Bills in Parliament:
- Planning and Infrastructure Bill – This bill received its second reading on 24th The legislation reforms the planning system by liberalising the rules and incentivising developers to build more houses, as well as placing new stricter requirements on local councils to meet their housing eligibility requirements, subject to central government targets.
- Great British Energy Bill – The GB Energy Bill received final amendment considerations from the House of Lords on 25th March, and will shortly receive royal assent.
Current Affairs Related to Housing:
- NPPF changes will result in 1.3 million homes built by the end of the parliament, OBR forecasts. Housebuilding to exceed 300,000 homes a year by 2029/30, excluding impact of forthcoming Affordable Homes Programme. The government’s changes to the National Planning Policy Framework (NPPF) will result in the construction of 1.3 million homes during the course of this parliament, the Office for Budget Responsibility (OBR) has said.
- Five housing associations handed top grade for consumer standards. Places for People, LiveWest, Midland Heart, Thirteen Group and Cross Keys have been given the top grade for consumer standards following their first inspections by the Regulator of Social Housing (RSH). Councils have fared less well under the regime. A string of them has been handed non-compliant grades since the measure was introduced last April. Today, four out of the five landlords received a clean sweep of top grades by also getting G1/V1 grades.
- Spring Statement: OBR admits ‘significant uncertainties’ over forecast of 40-year housebuilding high. The government’s planning reforms could result in annual housebuilding hitting a 40-year high of 305,000 homes, although several factors could knock that estimate, the OBR has said.

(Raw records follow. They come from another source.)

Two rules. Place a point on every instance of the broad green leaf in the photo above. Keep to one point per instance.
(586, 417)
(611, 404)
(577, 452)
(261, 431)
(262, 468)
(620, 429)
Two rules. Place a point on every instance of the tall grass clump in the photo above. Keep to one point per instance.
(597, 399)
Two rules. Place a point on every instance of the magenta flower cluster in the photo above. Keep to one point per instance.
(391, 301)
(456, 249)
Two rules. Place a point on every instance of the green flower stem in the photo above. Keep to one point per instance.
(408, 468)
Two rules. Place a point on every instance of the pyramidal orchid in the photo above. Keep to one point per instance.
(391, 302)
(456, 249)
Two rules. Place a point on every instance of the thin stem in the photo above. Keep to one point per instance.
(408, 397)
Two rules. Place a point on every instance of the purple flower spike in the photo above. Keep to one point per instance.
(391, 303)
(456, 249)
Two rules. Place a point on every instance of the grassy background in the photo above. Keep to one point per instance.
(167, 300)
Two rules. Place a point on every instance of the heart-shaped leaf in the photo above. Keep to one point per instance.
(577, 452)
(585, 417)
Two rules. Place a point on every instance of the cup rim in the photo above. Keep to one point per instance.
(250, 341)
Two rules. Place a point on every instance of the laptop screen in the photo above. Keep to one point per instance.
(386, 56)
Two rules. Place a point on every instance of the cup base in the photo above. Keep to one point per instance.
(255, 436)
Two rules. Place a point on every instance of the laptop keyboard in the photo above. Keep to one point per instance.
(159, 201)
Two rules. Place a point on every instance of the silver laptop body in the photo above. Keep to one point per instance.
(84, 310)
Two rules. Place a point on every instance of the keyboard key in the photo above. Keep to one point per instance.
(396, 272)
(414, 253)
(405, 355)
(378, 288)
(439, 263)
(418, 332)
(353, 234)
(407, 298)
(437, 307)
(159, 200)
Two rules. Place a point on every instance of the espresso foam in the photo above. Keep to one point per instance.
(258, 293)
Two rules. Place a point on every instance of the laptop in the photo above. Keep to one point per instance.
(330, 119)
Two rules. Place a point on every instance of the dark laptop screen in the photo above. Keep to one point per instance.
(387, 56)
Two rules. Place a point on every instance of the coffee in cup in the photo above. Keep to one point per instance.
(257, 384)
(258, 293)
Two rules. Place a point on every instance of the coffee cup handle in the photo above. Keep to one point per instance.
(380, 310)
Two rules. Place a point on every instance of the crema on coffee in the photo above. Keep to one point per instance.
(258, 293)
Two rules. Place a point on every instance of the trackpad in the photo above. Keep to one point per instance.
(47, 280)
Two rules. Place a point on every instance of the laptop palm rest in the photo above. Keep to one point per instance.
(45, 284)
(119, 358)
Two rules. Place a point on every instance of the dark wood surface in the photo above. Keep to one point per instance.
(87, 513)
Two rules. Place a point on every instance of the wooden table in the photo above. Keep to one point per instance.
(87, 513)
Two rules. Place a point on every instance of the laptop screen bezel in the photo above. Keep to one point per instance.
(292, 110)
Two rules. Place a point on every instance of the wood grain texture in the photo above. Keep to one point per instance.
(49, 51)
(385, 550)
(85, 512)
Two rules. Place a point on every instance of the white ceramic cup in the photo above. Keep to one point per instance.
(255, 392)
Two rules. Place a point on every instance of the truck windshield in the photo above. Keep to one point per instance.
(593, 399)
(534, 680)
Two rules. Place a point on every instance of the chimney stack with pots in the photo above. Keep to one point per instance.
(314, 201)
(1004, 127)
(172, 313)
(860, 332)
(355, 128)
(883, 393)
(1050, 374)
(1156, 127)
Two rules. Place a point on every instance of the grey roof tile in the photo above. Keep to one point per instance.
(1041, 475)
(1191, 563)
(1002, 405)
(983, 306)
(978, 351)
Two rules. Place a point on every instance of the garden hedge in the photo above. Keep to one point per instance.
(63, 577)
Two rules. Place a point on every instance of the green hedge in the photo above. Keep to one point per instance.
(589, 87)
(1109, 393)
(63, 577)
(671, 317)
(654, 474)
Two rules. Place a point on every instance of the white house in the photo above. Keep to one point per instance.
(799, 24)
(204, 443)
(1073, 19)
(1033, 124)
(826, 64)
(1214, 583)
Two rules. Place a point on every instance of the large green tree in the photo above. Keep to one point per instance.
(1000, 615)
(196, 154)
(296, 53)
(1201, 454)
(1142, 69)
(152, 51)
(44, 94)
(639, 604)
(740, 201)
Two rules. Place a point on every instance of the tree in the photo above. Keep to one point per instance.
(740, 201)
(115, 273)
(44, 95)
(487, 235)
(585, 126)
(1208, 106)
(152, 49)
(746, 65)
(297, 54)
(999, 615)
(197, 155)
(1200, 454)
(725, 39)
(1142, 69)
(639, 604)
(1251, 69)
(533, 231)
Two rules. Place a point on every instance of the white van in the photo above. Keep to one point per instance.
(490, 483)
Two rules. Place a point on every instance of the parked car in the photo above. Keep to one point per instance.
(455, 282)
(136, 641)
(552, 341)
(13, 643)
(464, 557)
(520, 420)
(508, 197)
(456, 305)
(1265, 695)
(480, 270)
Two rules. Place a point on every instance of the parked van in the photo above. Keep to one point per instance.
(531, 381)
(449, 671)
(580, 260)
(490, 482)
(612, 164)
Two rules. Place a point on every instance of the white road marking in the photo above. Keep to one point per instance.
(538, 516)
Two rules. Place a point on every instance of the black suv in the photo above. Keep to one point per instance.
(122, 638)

- Government announces major social housing initiative to tackle housing crisis. The Government has announced plans to construct thousands of new homes in England, marking what is being hailed as the most significant increase in social and affordable housing for a generation. Chancellor Rachel Reeves has committed to a £2 billion grant fund that is poised to create up to 18,000 new homes across England, a move she believes will contribute toward “fixing the housing crisis.”
- London housing market facing ‘stamp duty hangover’ ahead of rise in buying costs. A stamp duty “hangover” has struck London, with demand from home buyers falling back, according to an index. Zoopla estimates that around eight in 10 first-time buyers in London will pay stamp duty from April 2025, compared with less than half under current thresholds. From April, the “nil-rate” stamp duty threshold for first-time buyers is set to reduce from £425,000 to £300,000, among other changes.